Сьюзэн стерла со стола следы от пивных кружек, заперла дверь в зал и занялась тушившимся палтусом. Затем она заговорила, явно сердясь:

— Быстро же ты забыла про Тома и Уилли.

Девочка посмотрела на мать, пораженная ее внезапной неприязнью, хоть и знала, что та всегда любила ребят больше.

— Но они же далеко в море, на кораблях, — прошептала она.

Сьюзэн швырнула на стол оловянные миски.

— А завтра-послезавтра туда дойдет буря, — сказала она. — Совсем, как в двадцатом, перед тем как я встретила твоего отца. — Она сжала побледневшие губы и развязала завязки фартука на своей полной талии. — Зови папу — ужин готов. Я пойду посмотрю, в своем ли уме твоя бабушка, сможет ли она поужинать.

Эспер, удивленная и огорченная, прислушивалась к тяжелым шагам матери, направившейся в спальню, расположенную рядом с кухней. Мама не любила старую бабушку — папину мать. Но, кажется, никогда раньше не была такой сердитой. Мама была даже добра к ней, кормила ее с ложечки и качала в большой качалке, когда на бабушку находило, бывало, помрачение и она начинала плакать и думала, что она опять маленькая. Эспер любила бабушку, ее рассказы, ее ласковые руки.

Девочка подошла к двери отцовой комнаты и постучалась. Ее отец проводил большую часть своей жизни в этой комнатке, существовавшей еще даже до появления здесь бабушки. Теперь ее стали называть «папиной комнатой». Там были стол, франклиновская печь и так много книг на полках и на полу, что в комнатке трудно было повернуться.

Отец открыл сразу, что случалось редко, и улыбнулся дочери. Он был близорук, сутул и худощав.

— Дикая ночь, Эспер, — сказал отец задумчиво. С момента ее рождения он любил эту девочку больше всех на свете и назвал ее Эспер в честь Вечерней Звезды, несмотря на решительные протесты жены. Он погладил рыжие волосы дочери рукой, запачканной чернилами, и пошел вслед за ней на кухню.

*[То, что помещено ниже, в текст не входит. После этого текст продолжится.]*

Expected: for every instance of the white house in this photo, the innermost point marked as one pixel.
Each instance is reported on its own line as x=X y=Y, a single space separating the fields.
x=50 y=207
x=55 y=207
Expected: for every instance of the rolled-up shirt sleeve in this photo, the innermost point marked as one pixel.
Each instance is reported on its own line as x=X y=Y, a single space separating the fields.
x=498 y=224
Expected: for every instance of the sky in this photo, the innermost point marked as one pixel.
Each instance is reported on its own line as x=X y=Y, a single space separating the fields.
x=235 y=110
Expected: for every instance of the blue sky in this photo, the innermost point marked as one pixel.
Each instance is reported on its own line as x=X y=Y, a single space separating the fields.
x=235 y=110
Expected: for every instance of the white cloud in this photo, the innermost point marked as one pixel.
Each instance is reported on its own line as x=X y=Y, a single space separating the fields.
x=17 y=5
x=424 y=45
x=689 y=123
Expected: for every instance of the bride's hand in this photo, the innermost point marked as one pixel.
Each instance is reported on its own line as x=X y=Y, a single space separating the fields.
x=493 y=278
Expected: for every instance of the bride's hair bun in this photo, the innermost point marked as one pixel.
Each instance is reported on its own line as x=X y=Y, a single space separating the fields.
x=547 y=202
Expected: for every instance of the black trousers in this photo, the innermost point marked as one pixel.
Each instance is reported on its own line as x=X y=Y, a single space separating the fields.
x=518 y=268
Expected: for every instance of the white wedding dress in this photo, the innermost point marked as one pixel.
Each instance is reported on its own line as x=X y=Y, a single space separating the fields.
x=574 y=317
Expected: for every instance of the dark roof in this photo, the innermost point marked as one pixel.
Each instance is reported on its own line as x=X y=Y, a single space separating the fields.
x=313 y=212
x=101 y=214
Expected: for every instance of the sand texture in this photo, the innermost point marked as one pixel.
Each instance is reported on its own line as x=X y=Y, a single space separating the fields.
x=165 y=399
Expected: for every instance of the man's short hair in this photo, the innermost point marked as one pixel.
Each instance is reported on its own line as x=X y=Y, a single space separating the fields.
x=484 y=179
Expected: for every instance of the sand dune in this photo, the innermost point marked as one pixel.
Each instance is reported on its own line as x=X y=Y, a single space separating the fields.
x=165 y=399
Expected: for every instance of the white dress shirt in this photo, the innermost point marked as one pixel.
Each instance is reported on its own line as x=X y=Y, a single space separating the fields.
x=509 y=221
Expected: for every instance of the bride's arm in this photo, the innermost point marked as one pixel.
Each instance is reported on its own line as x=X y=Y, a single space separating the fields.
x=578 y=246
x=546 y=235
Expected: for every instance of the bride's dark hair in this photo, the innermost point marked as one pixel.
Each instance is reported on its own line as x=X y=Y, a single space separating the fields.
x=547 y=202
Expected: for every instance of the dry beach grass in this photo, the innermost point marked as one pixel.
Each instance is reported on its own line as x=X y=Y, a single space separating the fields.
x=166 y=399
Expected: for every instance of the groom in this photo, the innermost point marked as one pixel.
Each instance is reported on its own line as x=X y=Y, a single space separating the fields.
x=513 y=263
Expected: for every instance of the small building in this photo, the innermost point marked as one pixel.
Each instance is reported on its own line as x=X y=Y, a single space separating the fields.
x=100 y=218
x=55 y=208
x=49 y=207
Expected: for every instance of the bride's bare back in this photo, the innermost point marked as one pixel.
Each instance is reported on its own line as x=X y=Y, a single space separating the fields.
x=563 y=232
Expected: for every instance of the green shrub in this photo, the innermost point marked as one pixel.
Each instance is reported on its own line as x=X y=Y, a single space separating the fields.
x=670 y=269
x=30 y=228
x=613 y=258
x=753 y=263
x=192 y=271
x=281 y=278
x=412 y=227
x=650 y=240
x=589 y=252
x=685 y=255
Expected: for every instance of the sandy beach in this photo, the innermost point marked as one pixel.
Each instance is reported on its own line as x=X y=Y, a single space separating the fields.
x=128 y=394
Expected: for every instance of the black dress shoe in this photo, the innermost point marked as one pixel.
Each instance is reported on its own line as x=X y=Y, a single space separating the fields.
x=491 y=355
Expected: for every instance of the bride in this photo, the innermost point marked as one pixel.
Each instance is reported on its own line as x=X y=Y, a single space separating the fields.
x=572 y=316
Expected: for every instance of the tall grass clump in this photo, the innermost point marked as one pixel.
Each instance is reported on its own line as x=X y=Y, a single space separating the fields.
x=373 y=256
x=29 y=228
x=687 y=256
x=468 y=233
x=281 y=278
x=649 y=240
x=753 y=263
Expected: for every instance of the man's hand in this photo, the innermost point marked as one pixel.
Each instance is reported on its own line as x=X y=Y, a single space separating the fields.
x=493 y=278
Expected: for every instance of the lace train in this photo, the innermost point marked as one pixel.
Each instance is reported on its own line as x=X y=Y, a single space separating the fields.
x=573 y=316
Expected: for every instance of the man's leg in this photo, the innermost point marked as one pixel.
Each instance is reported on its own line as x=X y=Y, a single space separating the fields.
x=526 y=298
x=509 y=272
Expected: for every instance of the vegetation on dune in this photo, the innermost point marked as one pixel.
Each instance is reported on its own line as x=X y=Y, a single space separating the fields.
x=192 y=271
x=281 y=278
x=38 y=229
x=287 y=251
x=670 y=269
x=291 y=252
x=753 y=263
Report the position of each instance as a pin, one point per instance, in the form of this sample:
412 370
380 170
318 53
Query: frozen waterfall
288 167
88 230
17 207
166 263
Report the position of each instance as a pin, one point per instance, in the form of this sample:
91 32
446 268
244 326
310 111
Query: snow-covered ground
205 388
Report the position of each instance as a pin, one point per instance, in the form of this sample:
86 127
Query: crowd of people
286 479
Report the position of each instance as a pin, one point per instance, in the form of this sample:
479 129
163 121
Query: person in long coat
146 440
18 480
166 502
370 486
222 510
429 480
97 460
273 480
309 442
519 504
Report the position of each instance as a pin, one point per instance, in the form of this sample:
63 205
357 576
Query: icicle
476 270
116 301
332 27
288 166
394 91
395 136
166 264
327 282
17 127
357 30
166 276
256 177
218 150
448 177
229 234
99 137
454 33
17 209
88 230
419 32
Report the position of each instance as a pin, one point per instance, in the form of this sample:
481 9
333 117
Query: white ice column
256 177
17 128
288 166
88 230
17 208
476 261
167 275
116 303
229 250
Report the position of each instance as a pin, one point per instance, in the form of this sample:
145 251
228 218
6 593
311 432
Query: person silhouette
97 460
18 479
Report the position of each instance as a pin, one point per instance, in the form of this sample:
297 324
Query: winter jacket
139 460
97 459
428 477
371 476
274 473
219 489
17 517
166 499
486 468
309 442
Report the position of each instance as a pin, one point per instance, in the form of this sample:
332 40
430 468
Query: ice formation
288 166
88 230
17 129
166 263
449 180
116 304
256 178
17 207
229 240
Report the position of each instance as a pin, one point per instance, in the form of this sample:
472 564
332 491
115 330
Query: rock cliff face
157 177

Эспер поставила на стол миску с дымящимся палтусом, но отец отодвинул ее, все еще погруженный в свои грезы. Он медленно продекламировал:

«Дикий ветер поднялся на море,

И гнал тяжелые тучи он.

Мешало петь предчувствие горя,

Всю ночь звучал погребальный звон».

Эспер привыкла к стихам, которые он читал, и даже любила удивительные картины, которые они рождали в ее воображении, но сейчас она разделяла чувства матери.

— К черту твою поэзию, Роджер, — выкрикнула Сьюзэн. — Что ты знаешь о горе, о погребальном звоне и вообще о мире, если ты всю жизнь сидишь в этой комнате со своими книгами? — Она подтолкнула к нему миску и припечатала к столу кофейник.

Роджер Ханивуд поднял голову.

— Я только думал, что Шелли хорошо передал настроение этой ночи, — сказал он слегка насмешливым тоном, но руки его дрожали, и он словно ждал от дочери обычной поддержки. Но Эспер смотрела на мать. Но Сьюзэн не на шутку рассердилась:

— К черту твоего Шелли, кто бы ни был этот сукин сын! Ты слышал — вон буря началась? Не понимаешь разве, что это значит, бревно ты бесчувственное?

Ее зеленые глаза сверкали, лицо побагровело.

Эспер видела, что отец отступает, но он тем не менее ответил:

— Так бы сказала любая марблхедская рыбачка.

— А я такая и есть, мы все из рыбаков, и ты тоже, хоть уже лет тридцать не ступал ногой в рыбацкую лодку и от тебя не было проку ни как от рыбака, ни как от хозяина таверны, ни как от джентльмена из колледжа.

Эспер видела, как побледнел ее отец, и она ожидала увидеть вспышку ответного гнева, равного по силе материнскому. Но в кухне наступило молчание, нарушаемое только тяжелым дыханием Сьюзэн. А за окном от нового дикого порыва ветра сломалась ветка на большом каштане.

Сьюзэн разжала кулаки и опустила голову.

— Не обращай на меня внимания, Роджер, — сказала она тоскливо. — Ужинай себе. Я сегодня расстроилась из-за бури. — Сьюзэн поворошила кочергой поленья в очаге. — Но ведь там — твои сыновья, — добавила она очень тихо.

Роджер, кажется, ничего не слышал. Он сидел, задумчиво вертя в руках вилку. Девочка смутно понимала, что злость ее матери улеглась и уступила место тревоге, а вместе с тем и чувству безнадежности.

Но Роджер ответил через минуту.

— Не вижу причины беспокоиться о мальчиках. Флотилия выдержала не один шторм. А я вообще сомневаюсь, чтобы этот дошел до Больших Отмелей.

Сьюзэн отнесла миски, свою и Эспер, на мойку.

— Прошлой ночью я видела Старого Даймонда на Кургане, — тихо сказала она. — Он махал рукой и метался по могильным плитам, показывая в сторону Отмелей.